Aniello-Arena-en-Reality

De modo que sí, es es muy cierto que Garrone estira a sabiendas la tradición de la comedia transalpina. Por mucho que “Reality”, conforme avance argumentos, deje de resultar una comedia (anymore) para dibujar una serie de desoladoras constataciones de cuña Escuela de Frankfurt -y qué, de redoblada vigencia. Uno: la reconversión de la risa, del trasunto subversivo, en mecanismo de adhesión. Dos: el discurso humanista y su despiece a manos de una crítica tan suspicaz como aséptica. Tres: la pujanza de la dominación softcore y sus tentáculos. Cuatro: la desintegración de las masas críticas, o un razonamiento parcial del berlusconismo cuya culminación lógica pasaría por un proceso electoral similar a la retórica reality-show: votos sms y acoso del candidato mediante vídeo de circuito cerrado. Las conexiones aterran.

Alguien deslizó la idea de qué la película anula sus propósitos al participar erróneamente de su objeto de crítica. Alguien se equivocó. La película articula una distancia que redescubre la miseria del aparato social y sus escalas. Gran Hermano, la réplica ibérica, se nutre fundamentalmente de individuos de extracción social media-baja. La audiencia, en cambio, se estira sobre la estratificación de clases. En “Reality” dejamos de reír llegados a cierto punto. Es a partir de ahí. Cuando Luciano deambula, casi un espectro, parco en palabras, cuando repta entre el cableado y los raíles y traspasa los falsos espejos para, pese a pasar inadvertido a los concursantes, pisar el plató de su fantasía suprema. Tragedia del capitalismo como way of life, de la evolución contable de los media: el comercio y la puesta en venta de la dignidad humana.

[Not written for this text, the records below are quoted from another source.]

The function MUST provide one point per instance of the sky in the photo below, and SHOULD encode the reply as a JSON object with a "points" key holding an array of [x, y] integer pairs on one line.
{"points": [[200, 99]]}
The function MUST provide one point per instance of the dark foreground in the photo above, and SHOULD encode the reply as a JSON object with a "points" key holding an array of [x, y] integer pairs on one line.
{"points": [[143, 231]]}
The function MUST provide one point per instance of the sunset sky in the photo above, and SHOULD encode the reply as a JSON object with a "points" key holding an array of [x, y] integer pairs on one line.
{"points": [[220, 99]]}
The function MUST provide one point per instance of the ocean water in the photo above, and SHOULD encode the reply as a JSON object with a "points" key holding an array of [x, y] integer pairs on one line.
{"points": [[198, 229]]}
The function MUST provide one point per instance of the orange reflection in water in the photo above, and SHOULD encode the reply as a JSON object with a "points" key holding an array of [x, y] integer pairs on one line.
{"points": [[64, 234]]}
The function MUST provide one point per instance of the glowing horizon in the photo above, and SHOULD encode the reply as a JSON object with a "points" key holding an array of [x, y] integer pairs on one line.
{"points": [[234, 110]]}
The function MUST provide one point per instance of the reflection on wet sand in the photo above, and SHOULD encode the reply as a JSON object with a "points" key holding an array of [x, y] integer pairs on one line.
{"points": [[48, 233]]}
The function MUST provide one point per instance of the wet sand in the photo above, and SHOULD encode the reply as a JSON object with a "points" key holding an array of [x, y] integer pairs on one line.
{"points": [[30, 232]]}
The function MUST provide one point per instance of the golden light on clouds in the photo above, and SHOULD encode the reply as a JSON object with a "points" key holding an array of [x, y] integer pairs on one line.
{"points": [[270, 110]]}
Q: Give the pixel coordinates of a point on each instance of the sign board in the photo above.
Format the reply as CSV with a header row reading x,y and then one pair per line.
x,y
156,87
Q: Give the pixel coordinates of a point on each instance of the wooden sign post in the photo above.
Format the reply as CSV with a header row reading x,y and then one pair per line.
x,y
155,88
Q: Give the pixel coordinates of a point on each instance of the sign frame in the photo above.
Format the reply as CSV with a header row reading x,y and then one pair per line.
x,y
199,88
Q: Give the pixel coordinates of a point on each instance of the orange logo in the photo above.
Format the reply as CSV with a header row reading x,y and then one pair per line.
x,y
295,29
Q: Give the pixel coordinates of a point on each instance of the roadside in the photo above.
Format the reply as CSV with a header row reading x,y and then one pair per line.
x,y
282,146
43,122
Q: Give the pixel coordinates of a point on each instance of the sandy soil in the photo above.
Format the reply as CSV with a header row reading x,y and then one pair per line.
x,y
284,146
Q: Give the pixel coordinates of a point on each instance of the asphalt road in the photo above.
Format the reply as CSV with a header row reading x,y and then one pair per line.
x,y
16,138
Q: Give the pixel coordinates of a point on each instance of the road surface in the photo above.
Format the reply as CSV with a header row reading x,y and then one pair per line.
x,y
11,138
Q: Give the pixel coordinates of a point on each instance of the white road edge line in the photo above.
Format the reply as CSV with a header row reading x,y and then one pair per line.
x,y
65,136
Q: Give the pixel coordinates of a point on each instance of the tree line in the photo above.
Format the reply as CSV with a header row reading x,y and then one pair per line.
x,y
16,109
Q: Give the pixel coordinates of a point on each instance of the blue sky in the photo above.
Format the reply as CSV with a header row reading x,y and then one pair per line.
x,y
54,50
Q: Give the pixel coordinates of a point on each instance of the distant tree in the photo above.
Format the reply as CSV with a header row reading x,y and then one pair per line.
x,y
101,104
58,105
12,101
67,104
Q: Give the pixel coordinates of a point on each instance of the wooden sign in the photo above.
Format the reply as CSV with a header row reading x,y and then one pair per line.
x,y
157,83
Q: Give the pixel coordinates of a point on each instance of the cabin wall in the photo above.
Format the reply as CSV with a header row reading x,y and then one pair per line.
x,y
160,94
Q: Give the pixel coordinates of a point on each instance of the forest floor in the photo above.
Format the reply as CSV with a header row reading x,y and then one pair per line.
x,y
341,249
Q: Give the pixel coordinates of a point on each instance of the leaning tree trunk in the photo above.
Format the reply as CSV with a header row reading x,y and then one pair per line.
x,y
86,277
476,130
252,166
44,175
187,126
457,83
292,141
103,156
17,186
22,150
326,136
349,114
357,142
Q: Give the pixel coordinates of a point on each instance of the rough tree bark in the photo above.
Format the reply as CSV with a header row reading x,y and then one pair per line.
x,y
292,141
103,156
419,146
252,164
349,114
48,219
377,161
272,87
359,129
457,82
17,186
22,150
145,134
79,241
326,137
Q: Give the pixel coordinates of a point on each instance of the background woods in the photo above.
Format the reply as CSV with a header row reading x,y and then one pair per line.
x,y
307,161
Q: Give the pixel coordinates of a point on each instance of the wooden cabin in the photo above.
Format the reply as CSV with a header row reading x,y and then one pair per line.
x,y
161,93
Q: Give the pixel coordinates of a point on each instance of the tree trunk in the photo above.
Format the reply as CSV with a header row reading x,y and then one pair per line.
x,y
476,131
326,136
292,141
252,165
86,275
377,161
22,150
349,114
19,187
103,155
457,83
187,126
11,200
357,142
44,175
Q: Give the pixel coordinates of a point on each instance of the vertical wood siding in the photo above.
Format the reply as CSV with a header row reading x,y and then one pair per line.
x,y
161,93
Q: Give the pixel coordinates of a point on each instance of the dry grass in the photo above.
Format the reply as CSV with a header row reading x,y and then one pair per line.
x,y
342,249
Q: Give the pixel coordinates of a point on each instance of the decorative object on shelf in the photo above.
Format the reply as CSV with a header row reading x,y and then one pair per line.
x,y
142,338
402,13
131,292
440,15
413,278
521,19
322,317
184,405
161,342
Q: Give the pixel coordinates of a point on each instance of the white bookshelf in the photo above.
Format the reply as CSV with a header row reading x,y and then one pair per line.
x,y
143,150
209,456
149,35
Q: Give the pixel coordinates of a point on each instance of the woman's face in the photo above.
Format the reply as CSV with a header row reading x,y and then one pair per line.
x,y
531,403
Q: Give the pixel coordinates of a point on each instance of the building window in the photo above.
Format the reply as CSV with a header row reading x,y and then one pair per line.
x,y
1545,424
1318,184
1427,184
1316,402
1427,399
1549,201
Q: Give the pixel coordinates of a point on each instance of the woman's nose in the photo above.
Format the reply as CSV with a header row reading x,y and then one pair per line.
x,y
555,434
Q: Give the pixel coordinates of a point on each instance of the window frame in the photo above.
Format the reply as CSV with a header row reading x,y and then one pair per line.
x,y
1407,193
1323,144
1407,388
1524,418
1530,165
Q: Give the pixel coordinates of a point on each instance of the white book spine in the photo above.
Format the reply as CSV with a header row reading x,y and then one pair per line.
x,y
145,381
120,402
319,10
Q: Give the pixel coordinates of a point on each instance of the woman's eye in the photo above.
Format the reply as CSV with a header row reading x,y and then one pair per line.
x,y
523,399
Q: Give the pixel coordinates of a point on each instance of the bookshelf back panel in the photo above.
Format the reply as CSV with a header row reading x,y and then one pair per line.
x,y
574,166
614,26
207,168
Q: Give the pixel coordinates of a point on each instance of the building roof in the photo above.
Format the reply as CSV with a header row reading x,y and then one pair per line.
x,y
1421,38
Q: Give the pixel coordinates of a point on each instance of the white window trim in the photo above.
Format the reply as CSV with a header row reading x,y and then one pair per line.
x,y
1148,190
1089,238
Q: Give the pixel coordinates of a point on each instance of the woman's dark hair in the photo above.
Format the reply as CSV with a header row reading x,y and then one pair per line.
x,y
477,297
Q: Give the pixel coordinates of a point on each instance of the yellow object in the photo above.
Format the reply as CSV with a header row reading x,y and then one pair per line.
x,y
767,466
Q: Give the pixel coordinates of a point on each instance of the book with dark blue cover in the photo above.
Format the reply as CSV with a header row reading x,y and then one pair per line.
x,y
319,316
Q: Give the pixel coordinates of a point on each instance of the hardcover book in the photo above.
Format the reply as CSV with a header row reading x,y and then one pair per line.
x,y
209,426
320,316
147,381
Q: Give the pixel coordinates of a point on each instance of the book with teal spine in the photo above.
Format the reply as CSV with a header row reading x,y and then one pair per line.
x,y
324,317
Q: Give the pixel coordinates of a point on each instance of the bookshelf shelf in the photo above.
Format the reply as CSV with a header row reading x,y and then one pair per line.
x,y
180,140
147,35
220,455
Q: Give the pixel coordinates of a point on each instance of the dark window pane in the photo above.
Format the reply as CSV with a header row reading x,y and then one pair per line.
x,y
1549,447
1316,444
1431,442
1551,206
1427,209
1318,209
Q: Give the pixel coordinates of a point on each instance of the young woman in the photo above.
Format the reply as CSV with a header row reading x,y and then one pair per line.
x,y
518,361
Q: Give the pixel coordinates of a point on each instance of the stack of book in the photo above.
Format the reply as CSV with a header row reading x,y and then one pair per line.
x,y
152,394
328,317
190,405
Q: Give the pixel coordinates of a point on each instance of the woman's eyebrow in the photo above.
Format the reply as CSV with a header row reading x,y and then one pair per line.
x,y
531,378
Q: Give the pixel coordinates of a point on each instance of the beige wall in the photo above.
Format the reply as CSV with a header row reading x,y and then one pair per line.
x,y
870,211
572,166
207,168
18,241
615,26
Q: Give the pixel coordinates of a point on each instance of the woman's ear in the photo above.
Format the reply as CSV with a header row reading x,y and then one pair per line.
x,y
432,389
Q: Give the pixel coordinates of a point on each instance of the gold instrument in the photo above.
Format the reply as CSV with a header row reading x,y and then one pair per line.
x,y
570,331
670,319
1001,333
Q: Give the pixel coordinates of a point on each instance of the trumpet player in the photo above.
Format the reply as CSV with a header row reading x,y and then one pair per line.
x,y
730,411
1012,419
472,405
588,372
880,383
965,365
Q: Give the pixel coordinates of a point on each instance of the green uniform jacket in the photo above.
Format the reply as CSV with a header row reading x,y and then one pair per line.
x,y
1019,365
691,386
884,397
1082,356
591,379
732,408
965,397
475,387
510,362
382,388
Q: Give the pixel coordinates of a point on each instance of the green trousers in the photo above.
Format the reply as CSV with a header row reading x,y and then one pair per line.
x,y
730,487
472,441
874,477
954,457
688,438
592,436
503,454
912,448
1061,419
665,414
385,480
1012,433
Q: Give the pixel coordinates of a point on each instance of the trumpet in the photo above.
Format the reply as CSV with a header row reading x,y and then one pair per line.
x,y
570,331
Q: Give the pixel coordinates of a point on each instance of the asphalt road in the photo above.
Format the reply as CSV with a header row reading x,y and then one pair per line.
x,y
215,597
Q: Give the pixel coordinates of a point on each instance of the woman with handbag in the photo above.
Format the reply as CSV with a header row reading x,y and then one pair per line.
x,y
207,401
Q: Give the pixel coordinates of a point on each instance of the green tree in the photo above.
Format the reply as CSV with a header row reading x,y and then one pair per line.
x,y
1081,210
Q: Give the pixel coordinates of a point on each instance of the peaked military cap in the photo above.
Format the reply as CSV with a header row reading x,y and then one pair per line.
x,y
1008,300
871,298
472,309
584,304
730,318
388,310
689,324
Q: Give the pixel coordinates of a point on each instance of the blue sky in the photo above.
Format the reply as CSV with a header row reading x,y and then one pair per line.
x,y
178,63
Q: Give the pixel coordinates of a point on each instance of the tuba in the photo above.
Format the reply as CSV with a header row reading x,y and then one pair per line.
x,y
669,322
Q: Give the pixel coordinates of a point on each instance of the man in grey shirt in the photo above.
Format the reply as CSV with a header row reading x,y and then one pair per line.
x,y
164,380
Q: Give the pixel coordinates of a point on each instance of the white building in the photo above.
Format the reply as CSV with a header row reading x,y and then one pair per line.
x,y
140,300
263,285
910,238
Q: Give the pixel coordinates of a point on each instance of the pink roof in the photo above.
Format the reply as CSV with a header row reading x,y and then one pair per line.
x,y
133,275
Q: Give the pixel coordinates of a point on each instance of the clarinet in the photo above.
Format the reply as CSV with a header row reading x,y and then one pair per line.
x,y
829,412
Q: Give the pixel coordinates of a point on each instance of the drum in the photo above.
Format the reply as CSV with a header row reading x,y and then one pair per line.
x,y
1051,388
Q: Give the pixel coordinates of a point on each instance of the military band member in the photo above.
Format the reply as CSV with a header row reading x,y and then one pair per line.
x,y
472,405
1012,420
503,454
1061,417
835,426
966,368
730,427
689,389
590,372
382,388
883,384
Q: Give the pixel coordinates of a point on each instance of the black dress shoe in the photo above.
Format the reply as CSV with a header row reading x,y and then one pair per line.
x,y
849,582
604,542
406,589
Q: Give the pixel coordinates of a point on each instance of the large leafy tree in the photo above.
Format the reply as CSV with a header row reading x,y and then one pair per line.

Y compone Desplat. Y Garrone escoge siempre bien. Y el casting arrolla. Y la mirada de Arena, casi un personaje del inolvidable Gianni Rodari. Si la esclavitud contemporánea se reinventa en invisibilidad, sus estrategias de seducción reposan sobre la promesa contraria, hacerse visible. Es decir, ser visible. Ser. O ni siquiera, cada vez menos.